In a properly scoped DDP quote, routine customs clearance, duties, taxes, and last-mile delivery are included upfront. Extra charges may still apply if the cargo details are inaccurate, customs exams occur, delivery fails, storage is incurred, special permits are needed, or the final address changes.

Can I use DDP if I do not have a customs broker or Importer of Record?

Often, yes. DDP is commonly chosen by buyers who do not want to manage import clearance themselves. Import clearance still requires an Importer of Record or authorized party, so confirm before booking who will handle the customs entry and what buyer information is required.

Is DDP suitable for Amazon FBA or warehouse delivery?

Yes. DDP can work well for Amazon FBA, fulfillment centers, and business warehouses when customs clearance, duty payment, and final delivery are coordinated in one plan. Confirm FBA labels, carton rules, delivery appointments, and warehouse address details before shipping.

How do tariffs affect DDP pricing from China?

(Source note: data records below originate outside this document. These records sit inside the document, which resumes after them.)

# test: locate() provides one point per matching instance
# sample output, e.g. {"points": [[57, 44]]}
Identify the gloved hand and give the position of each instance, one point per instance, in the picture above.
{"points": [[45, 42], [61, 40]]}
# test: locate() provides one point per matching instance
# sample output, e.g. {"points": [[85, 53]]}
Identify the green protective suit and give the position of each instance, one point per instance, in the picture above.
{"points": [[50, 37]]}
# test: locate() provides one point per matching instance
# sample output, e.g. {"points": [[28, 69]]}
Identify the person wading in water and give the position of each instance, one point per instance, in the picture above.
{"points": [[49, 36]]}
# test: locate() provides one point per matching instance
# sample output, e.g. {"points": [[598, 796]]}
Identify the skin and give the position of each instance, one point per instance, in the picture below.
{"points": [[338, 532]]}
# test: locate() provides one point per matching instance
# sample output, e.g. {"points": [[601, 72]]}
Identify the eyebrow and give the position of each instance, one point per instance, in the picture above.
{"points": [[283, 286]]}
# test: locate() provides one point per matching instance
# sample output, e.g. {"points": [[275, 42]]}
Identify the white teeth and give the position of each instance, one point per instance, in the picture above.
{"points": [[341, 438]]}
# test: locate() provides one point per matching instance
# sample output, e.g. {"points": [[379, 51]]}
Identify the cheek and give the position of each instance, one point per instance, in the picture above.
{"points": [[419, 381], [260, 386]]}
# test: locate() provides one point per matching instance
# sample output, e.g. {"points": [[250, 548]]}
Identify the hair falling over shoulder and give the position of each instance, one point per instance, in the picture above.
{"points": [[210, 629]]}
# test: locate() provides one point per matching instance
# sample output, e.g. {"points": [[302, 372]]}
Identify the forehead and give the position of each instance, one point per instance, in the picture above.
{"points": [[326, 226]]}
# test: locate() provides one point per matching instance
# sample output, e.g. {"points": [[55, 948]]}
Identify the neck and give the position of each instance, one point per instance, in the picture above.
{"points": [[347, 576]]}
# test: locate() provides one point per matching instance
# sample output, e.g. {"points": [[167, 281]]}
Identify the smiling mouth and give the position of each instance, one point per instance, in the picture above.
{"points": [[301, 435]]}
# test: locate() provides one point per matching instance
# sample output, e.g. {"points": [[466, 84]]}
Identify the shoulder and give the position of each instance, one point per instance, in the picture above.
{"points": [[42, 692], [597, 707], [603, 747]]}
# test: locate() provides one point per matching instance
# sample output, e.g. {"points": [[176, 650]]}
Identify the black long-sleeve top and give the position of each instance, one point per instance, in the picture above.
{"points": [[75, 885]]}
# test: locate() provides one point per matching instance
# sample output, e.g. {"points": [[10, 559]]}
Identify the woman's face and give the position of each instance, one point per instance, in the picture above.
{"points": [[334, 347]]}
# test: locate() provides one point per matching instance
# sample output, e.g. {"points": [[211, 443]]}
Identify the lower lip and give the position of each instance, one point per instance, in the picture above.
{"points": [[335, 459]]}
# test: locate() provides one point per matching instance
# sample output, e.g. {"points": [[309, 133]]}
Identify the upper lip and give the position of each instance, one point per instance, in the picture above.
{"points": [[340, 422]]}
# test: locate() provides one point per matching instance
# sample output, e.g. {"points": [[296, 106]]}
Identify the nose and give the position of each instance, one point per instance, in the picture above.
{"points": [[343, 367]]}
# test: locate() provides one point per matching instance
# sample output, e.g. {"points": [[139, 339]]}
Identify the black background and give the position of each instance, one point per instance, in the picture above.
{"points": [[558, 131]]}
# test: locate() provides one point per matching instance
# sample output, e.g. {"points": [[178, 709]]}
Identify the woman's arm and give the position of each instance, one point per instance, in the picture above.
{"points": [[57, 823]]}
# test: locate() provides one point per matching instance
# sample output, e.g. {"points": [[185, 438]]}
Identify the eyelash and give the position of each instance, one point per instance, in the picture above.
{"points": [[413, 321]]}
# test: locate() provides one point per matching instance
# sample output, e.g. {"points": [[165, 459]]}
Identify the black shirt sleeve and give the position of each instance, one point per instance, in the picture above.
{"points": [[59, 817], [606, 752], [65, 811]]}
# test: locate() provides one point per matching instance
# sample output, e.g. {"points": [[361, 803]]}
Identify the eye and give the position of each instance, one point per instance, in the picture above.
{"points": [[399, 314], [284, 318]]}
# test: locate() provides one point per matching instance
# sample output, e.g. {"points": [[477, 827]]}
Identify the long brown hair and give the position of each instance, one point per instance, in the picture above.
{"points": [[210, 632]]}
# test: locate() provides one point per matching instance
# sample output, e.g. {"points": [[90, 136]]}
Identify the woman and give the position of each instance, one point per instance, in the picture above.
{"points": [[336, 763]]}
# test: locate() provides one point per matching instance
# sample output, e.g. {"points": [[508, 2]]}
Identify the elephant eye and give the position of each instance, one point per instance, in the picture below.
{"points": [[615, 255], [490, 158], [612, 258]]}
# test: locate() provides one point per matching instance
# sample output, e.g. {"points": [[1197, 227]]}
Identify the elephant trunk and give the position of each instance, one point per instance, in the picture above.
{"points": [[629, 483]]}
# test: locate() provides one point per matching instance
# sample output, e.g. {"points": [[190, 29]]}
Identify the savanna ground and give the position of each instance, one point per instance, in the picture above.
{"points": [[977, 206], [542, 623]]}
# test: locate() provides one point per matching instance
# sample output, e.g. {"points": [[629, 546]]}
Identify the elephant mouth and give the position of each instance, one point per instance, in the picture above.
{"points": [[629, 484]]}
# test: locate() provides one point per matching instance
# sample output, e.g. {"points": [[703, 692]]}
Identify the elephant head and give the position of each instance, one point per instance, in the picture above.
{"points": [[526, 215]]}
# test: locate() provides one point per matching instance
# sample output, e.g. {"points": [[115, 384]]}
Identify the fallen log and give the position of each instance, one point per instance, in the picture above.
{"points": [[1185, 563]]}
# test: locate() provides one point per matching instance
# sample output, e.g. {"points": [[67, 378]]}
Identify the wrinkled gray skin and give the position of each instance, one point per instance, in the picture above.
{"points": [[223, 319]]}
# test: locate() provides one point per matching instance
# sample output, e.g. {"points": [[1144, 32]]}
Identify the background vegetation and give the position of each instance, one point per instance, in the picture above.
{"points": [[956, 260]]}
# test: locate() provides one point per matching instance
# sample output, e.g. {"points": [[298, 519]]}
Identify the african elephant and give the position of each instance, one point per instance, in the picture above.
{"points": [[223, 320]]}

Tariffs can change the final DDP price because duties depend on the confirmed HS code, declared customs value, country of origin, and active trade measures. A written DDP quote should state which duties and import charges are included instead of using a vague “all-in” label.

What should I confirm in writing before accepting a DDP quote?

Confirm the declared customs value and HS code that will appear on the entry, who will act as the Importer of Record, which duties or taxes are included, and whether destination port handling, customs clearance, and final delivery are part of the all-in price.

Is there a minimum order size for DDP shipping from China?

No fixed minimum. DDP works for parcel-level air shipments, small LCL batches, full containers, and oversized cargo alike. What changes by size is the most cost-effective mode — air for urgent small shipments, LCL for small batches, FCL for stable container volume, and special equipment for oversized cargo.